Companies that have more cash surplus decide the share buyback. IT sector giants like TCS had recently announced a share buyback of 16 thousand crores and Wipro 9500 crores. Earlier in 2018 too, TCS announced a share buyback of 16 thousand crores. Under share buyback, the company buys back its shares in the market. The buyback reduces the number of shares of the company in the open market. The company does buyback because the number of shares available in the market increases due to the decrease in the number of shares in the open market and as a result the value of the shareholders also increases. This also increases returns. Shareholders get the advantage that companies buyback at a premium price (higher than the current share price).
Trust in the company increases
Analysts believe that unless the stock is undervalued, the decision to buyback should not be taken by the management. When a company decides on a share buyback, it shows that the company has sufficient capital. The buyback decision gives shareholders confidence that the company will benefit if it has more cash, rather than reinvesting it in any other assets.
TCS and Wipro have done buyback this month
TCS had decided to buyback at a price of Rs 3000 per share, while its closing price on that day (7 October) was Rs 2737 per share. Similarly, Wipro also had a buyback at a price of Rs 400 per share, while its shares closed at Rs 375.75 on that day (October 13). Apart from TCS, Wipro, Sun Pharma, Supreme Petrochem, Emami, Dalmia Cement and Granules India Ltd have also announced share buybacks.
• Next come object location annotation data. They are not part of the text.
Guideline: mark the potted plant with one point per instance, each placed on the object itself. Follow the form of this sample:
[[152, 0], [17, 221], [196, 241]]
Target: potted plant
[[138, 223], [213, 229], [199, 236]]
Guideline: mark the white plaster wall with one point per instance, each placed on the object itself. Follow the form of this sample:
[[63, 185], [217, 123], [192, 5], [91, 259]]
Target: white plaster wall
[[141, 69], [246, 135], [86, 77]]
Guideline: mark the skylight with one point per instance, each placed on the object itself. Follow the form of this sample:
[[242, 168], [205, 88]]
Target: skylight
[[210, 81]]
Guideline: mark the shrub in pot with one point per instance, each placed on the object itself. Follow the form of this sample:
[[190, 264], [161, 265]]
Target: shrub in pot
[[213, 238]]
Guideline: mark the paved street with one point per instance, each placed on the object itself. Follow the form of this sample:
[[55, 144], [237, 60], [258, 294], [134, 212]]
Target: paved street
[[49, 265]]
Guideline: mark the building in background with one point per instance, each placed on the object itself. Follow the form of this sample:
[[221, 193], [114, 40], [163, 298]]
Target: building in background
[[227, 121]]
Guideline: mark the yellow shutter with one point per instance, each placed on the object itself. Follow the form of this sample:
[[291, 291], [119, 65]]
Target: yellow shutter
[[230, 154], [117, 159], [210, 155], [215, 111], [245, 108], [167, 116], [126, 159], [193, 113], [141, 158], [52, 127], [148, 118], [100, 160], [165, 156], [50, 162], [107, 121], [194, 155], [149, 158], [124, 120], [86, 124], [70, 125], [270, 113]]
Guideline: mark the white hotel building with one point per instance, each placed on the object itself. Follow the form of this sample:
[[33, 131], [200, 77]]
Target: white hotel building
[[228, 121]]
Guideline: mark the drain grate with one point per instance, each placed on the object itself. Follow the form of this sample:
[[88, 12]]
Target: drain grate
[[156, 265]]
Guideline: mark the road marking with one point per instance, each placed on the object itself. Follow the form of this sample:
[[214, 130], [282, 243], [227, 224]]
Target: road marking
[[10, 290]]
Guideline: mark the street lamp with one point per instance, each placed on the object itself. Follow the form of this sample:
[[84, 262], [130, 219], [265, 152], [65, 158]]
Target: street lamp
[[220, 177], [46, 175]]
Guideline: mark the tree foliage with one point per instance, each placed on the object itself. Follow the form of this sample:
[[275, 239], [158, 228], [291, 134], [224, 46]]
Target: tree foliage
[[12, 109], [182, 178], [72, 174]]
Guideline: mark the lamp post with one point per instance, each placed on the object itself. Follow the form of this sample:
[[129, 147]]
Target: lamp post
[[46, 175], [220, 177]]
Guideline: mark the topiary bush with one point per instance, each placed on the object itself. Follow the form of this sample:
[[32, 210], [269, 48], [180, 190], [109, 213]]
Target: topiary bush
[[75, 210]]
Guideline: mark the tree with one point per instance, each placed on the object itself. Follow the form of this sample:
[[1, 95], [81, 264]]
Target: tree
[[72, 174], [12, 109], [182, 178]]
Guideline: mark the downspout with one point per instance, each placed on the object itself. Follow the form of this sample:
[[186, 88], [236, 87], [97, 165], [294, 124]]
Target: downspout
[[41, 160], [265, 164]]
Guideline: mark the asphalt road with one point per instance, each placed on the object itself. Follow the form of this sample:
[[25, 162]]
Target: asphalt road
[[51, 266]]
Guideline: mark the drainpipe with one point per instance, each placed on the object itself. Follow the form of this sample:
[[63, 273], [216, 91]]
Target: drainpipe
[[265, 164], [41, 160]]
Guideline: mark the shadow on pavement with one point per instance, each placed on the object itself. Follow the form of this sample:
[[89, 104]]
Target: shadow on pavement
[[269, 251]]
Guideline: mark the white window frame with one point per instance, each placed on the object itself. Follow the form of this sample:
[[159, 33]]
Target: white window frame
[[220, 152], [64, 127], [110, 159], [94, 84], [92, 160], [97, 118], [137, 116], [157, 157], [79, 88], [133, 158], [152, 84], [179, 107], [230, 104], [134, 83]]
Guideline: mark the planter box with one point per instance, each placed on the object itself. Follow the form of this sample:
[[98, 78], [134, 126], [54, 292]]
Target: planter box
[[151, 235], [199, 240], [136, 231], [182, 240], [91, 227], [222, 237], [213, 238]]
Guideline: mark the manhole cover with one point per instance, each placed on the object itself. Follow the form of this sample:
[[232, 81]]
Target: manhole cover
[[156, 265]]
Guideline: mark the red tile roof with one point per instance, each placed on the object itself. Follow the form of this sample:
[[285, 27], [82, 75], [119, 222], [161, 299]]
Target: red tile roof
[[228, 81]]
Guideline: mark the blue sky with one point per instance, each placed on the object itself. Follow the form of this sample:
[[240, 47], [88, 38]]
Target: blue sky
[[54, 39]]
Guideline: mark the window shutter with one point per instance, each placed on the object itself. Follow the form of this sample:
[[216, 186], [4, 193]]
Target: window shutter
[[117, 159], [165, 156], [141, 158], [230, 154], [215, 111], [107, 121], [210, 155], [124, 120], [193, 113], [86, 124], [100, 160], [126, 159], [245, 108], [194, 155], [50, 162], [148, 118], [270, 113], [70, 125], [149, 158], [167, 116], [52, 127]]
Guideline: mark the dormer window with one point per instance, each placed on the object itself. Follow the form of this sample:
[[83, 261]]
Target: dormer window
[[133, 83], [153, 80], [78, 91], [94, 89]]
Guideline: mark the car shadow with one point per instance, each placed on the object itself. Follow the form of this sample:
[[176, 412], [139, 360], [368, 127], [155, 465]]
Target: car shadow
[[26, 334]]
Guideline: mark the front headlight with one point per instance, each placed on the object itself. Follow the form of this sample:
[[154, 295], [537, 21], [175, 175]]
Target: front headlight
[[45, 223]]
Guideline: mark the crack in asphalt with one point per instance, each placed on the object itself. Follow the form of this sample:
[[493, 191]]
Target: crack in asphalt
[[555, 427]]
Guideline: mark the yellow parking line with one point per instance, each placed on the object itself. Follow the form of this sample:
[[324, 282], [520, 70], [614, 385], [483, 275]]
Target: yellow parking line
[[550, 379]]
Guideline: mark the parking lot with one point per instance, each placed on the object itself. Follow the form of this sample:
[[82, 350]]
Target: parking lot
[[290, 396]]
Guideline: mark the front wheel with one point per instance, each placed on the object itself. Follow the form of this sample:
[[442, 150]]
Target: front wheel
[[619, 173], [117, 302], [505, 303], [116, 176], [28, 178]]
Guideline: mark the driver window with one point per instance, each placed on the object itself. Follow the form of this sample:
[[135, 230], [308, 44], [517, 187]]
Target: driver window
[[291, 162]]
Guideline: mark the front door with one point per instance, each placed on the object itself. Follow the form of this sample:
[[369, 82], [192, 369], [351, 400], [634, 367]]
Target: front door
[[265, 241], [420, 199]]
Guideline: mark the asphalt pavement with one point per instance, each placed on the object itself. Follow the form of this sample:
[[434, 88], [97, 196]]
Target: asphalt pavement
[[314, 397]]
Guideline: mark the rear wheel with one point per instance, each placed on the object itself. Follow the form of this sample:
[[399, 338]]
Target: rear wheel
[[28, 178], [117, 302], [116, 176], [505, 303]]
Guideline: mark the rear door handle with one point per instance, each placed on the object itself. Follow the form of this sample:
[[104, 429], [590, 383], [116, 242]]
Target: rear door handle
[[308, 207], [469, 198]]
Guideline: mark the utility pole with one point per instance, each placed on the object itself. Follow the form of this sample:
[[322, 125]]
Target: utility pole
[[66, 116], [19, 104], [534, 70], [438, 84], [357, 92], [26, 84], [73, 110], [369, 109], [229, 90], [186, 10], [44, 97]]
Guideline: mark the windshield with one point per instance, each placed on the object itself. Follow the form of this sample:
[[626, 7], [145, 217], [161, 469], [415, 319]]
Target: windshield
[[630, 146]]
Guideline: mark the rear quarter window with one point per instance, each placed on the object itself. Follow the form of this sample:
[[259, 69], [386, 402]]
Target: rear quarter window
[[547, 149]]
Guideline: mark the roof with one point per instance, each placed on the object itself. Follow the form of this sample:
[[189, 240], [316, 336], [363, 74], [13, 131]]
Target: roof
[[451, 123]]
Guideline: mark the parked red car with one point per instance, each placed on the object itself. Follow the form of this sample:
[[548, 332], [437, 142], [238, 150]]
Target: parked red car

There are two ways to buyback
There are two types of buybacks. One is the open tender offer from the current shareholders and the other the open market through the stock exchange. Most companies take the open market offer route. In the buyback done through the tender offer route, 15 percent of the shares have to be reserved to buy back from the small shareholders. Small shareholders means investors whose market value does not exceed 2 lakhs on record date.
Tips for investors
- Investors should analyze the movement of share price immediately before the announcement of buyback. If there is a sharp rise in the stock price then investors should be careful.
- Investors should also pay attention to the size, price and duration of the offer. If the buyback size is too low as compared to the total market cap of the company, one should not expect a significant change in the stock price after the buyback.
- Investors should focus on debt-equity ratio. If the debt level is higher than the industry average, it means that in the near future, the company’s free cash flow will not be better.
- Some investors prefer dividends more than buybacks as it is more tax-efficient.